How Teacher Stress Affects Students

Sarah Sparks, writing for Education Week, reviews the research on teacher stress and how it can impact students. Excerpts of her piece appear below:

In one 2016 study, University of British Columbia researchers tracked the levels of stress hormones of more than 400 elementary students in different classes. They found teachers who reported higher levels of burnout had students with higher levels of the stress hormone cortisol each morning, suggesting classroom tensions could be “contagious.”

So what makes a classroom normal for one teacher and stressful to another? University of Texas at Austin researchers, led by psychology professor Chris McCarthy, found that the answer depends on whether teachers feel they have the cognitive and other resources to meet their students’ needs.

The researchers used federal Schools and Staffing Survey data to create profiles of the “demands” on teachers, based on: their and their students’ background characteristics; whether their classes had high proportions of English-learners, students with disabilities, or students in poverty; and whether their racial group made up a minority of those in the school.

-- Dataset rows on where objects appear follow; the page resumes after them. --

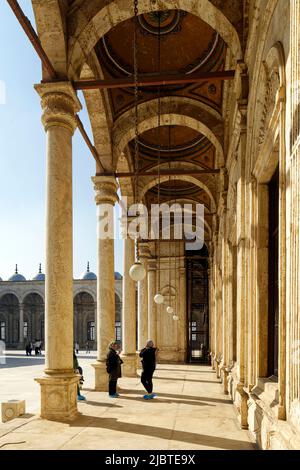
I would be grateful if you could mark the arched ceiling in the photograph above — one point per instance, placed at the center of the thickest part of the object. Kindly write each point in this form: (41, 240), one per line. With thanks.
(173, 37)
(186, 44)
(177, 144)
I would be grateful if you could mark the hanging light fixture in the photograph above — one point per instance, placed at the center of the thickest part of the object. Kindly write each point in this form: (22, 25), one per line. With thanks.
(170, 309)
(137, 272)
(159, 298)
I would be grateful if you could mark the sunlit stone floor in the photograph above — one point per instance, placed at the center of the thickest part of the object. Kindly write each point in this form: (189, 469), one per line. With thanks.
(190, 412)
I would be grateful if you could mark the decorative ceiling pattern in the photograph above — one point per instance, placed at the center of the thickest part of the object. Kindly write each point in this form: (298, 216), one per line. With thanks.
(177, 144)
(168, 42)
(178, 191)
(185, 45)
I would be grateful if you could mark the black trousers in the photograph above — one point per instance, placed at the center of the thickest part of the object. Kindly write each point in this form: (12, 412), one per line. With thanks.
(112, 387)
(146, 379)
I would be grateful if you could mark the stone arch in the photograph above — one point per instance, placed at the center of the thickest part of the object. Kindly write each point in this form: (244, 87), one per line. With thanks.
(52, 33)
(34, 314)
(207, 227)
(89, 291)
(84, 311)
(174, 111)
(91, 22)
(191, 179)
(9, 312)
(98, 111)
(269, 109)
(11, 292)
(30, 292)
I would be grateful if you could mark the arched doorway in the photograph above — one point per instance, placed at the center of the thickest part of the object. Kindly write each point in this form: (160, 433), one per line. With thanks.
(9, 320)
(118, 321)
(34, 318)
(197, 305)
(84, 320)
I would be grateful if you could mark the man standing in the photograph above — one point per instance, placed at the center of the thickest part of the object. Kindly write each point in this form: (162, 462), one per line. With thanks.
(148, 355)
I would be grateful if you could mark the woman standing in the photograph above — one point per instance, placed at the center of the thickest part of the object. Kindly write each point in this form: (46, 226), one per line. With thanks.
(113, 368)
(148, 355)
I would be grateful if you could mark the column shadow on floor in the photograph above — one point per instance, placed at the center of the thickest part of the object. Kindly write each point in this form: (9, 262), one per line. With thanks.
(178, 397)
(166, 400)
(197, 370)
(186, 380)
(168, 434)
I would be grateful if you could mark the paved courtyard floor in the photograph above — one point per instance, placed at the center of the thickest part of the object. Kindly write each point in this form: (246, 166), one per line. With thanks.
(190, 412)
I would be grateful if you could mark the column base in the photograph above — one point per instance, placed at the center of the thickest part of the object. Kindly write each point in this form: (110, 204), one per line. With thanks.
(59, 397)
(129, 366)
(101, 376)
(225, 380)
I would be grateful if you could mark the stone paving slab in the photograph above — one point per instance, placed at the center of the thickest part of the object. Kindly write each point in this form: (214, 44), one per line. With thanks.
(191, 412)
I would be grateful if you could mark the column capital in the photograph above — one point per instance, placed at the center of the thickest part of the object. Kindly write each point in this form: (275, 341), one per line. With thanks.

They then compared those demands to teachers’ reported resources and whether the teachers felt they had autonomy in their classrooms. Teachers whose demands were greater than their perceived resources were only half as likely to say they would choose to become teachers again as were teachers who saw their demands and resources as balanced. Teachers who reported more resources than demands (a smaller group), were more than twice as likely as teachers with “balanced demands and resources” to say they would become teachers again and would return to their district next year.